Zipped files and archives

You may have encountered file type like .zip, .gz and .tar in your travels, and usually, operating systems such as Windows might need specified programs to open them. Fortunately in Linux, you can create, zip, unzip, tar and un-tar files like these.

Zip files are a single file containing one or more compressed files. Tar archives on the other hand are used to package files together for backup or distribution purposes. They are sometimes called “tape archives”. Many companies archive data on tape for long-term storage, which requires less floor space and energy. These archives can then be zipped with GNU Zip compression.

Zipping a file with GNU Zip compression is fairly straightforward, specify the file you want to zip.

$ touch new.txt
$ gzip new.txt

On running this command, we get no confirmation that the file has been created, but we can use ls to confirm that our new file new.txt.gz has been created. To unzip the file, we use gunzip

$ gunzip new.txt.gz

This returns the file to its original state.

For .tar archives, we need to implement some flags to create it. To create an archive, we need the create c and file f flags, as well as specitfying a name for the tar archive. You can also add the verbose flag (v), which lists the files that are being added.

$ tar -cf archive.tar new.txt

If we check our directory, we can see that the original file, plus the tar archive itself are now present. Because this is now an archive, not a directory, we cannot check its contents. Luckily there is a flag (t) that we can use to view the archive contents.

$ tar -tf archive.tar
new.txt

As you can see, it lists out the contents of the archive in the same way that ls lists out the content of a directory.

Let us remove the original file, new.txt and then extract the contents of our .tar archive using the x flag.

$ rm new.txt
$ tar -xf archive.tar

Running our ls command will confirm that new.txt has returned to the directory by extracting the file. You can remove .tar archives using the rm command.

tar-ing and gzip-ing a directory

Use tar plus its flags to create a .tar archive of the wildcards/ directory. Check the contents of the archive. Now zip the archive using gzip.

Finally, unzip and untar the archive.

Solution

$ tar -cf my_archive.tar wildcards/
$ tar -tf my_archive.tar
wildcards/
wildcards/01.txt
wildcards/00.txt
wildcards/02.txt
wildcards/07.txt
wildcards/06.txt
wildcards/10.txt
wildcards/11.c
wildcards/04.c
wildcards/08.txt
wildcards/03.c
wildcards/09.txt
gzip my_archive.tar
gunzip my_archive.tar.gz
tar -xf my_archive.tar

sed and awk sub-languages

We won’t go into too much detail about these, as they are primarily used in bash scripting for advanced topics, but it is still useful to know that such tools exist and that they can be used effectively.
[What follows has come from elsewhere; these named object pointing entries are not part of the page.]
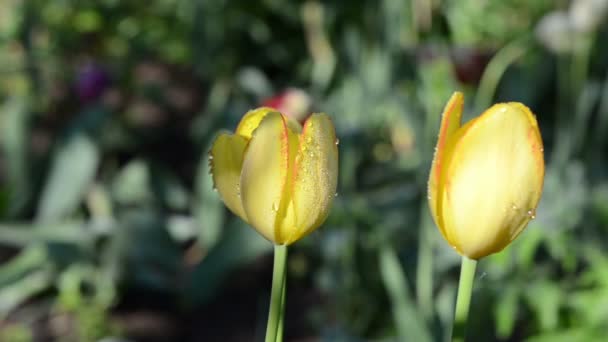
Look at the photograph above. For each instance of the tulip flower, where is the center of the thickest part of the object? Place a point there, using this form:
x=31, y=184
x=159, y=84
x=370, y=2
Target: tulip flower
x=485, y=182
x=280, y=178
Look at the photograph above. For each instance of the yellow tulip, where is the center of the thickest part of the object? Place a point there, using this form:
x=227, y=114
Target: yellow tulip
x=486, y=178
x=278, y=176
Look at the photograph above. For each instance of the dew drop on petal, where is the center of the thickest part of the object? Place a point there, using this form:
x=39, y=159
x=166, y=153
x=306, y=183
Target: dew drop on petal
x=532, y=214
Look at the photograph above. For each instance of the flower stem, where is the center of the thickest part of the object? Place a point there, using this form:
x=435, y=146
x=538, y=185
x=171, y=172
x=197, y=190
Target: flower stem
x=463, y=299
x=275, y=314
x=280, y=328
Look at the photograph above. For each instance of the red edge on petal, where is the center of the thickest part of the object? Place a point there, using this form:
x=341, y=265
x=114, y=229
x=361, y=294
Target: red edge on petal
x=453, y=102
x=285, y=198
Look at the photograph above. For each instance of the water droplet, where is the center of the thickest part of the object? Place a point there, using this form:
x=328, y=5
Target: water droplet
x=532, y=214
sed the UNIX stream editor

The sed command is another handy tool in UNIX that can be used for;

It is mainly used to edit files without the need to go into a file and change it directly. The format is as follows;

sed 'opt/act/flag' file

awk - a language within UNIX

The awk command accesses a sub-language within UNIX. In a similar way that Python can be accessed through the terminal, awk can be called within UNIX in a self-contained instance. It is a series of rules that take the form;

awk '(condition) {action}' file

This can be used for anything from printing to complex mathematical statements, and can be useful in bash scripting over multiple lines.

Key Points

  • grep selects lines in files that match patterns. It can be combined with pipes | to be even more useful.

  • .tar archives are very useful ways of converting a while folder into a single file. They are often used in data sharing.

  • The creation of .tar archives requires the use of flags to create and untar them.

  • The -cf tar flags create an archive with a specified name. The -xf flag is used to extract the archive contents.